MadFS

Source code for FAST '23 paper: MadFS: Per-File Virtualization for Userspace Persistent Memory Filesystems by Shawn Zhong*, Chenhao Ye*, Guanzhou Hu, Suyan Qu, Andrea Arpaci-Dusseau, Remzi Arpaci-Dusseau, and Michael Swift. (*equal contribution.) FAST '23. Paper. Video. Slides. Code.

Abstract

Persistent memory (PM) can be accessed directly from userspace without kernel involvement, but most PM filesystems still perform metadata operations in the kernel for security and rely on the kernel for cross-process synchronization.

We present per-file virtualization, where a virtualization layer implements a complete set of file functionalities, including metadata management, crash consistency, and concurrency control, in userspace.
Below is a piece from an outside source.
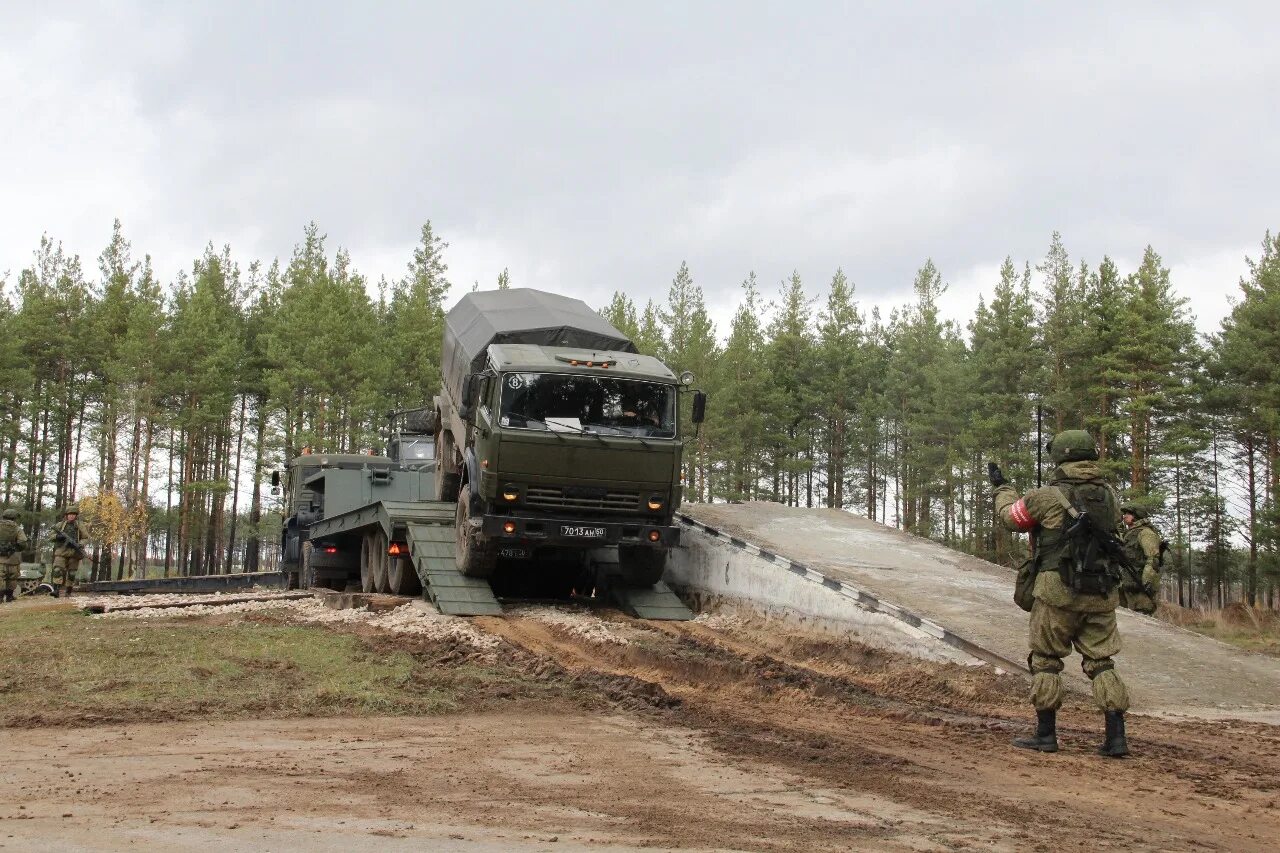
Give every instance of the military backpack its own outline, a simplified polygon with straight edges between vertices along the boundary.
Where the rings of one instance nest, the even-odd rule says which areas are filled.
[[[1066,510],[1062,529],[1044,535],[1037,556],[1041,569],[1056,569],[1062,583],[1080,596],[1110,596],[1125,565],[1124,543],[1111,529],[1115,493],[1100,482],[1055,484]],[[1048,533],[1048,532],[1046,532]],[[1046,540],[1047,539],[1047,540]]]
We observe that not all file metadata need to be maintained by the kernel and propose embedding insensitive metadata into the file for userspace management. For crash consistency, copy-on-write (CoW) benefits from the embedding of the block mapping since the mapping can be efficiently updated without kernel involvement. For cross-process synchronization, we introduce lock-free optimistic concurrency control (OCC) at user level, which tolerates process crashes and provides better scalability.

Based on per-file virtualization, we implement MadFS, a library PM filesystem that maintains the embedded metadata as a compact log. Experimental results show that on concurrent workloads, MadFS achieves up to 3.6x the throughput of ext4-DAX. For real-world applications, MadFS provides up to 48% speedup for YCSB on LevelDB and 85% for TPC-C on SQLite compared to NOVA.

BibTex

@inproceedings {285756,
author = {Shawn Zhong and Chenhao Ye and Guanzhou Hu and Suyan Qu and Andrea Arpaci-Dusseau and Remzi Arpaci-Dusseau and Michael Swift},
title = {{MadFS}: {Per-File} Virtualization for Userspace Persistent Memory Filesystems},
booktitle = {21st USENIX Conference on File and Storage Technologies (FAST 23)},
year = {2023},
isbn = {978-1-939133-32-8},
address = {Santa Clara, CA},
pages = {265--280},
url = {https://www.usenix.org/conference/fast23/presentation/zhong},
publisher = {USENIX Association},
month = feb,
}

Prerequisites

MadFS is developed on Ubuntu 20.04.3 LTS and Ubuntu 22.04.1 LTS. It should work on other Linux distributions as well.
MadFS requires a C++ compiler with C++ 20 support. The compilers known to work includes GCC 11.3.0, GCC 10.3.0, Clang 14.0.0, and Clang 10.0.0.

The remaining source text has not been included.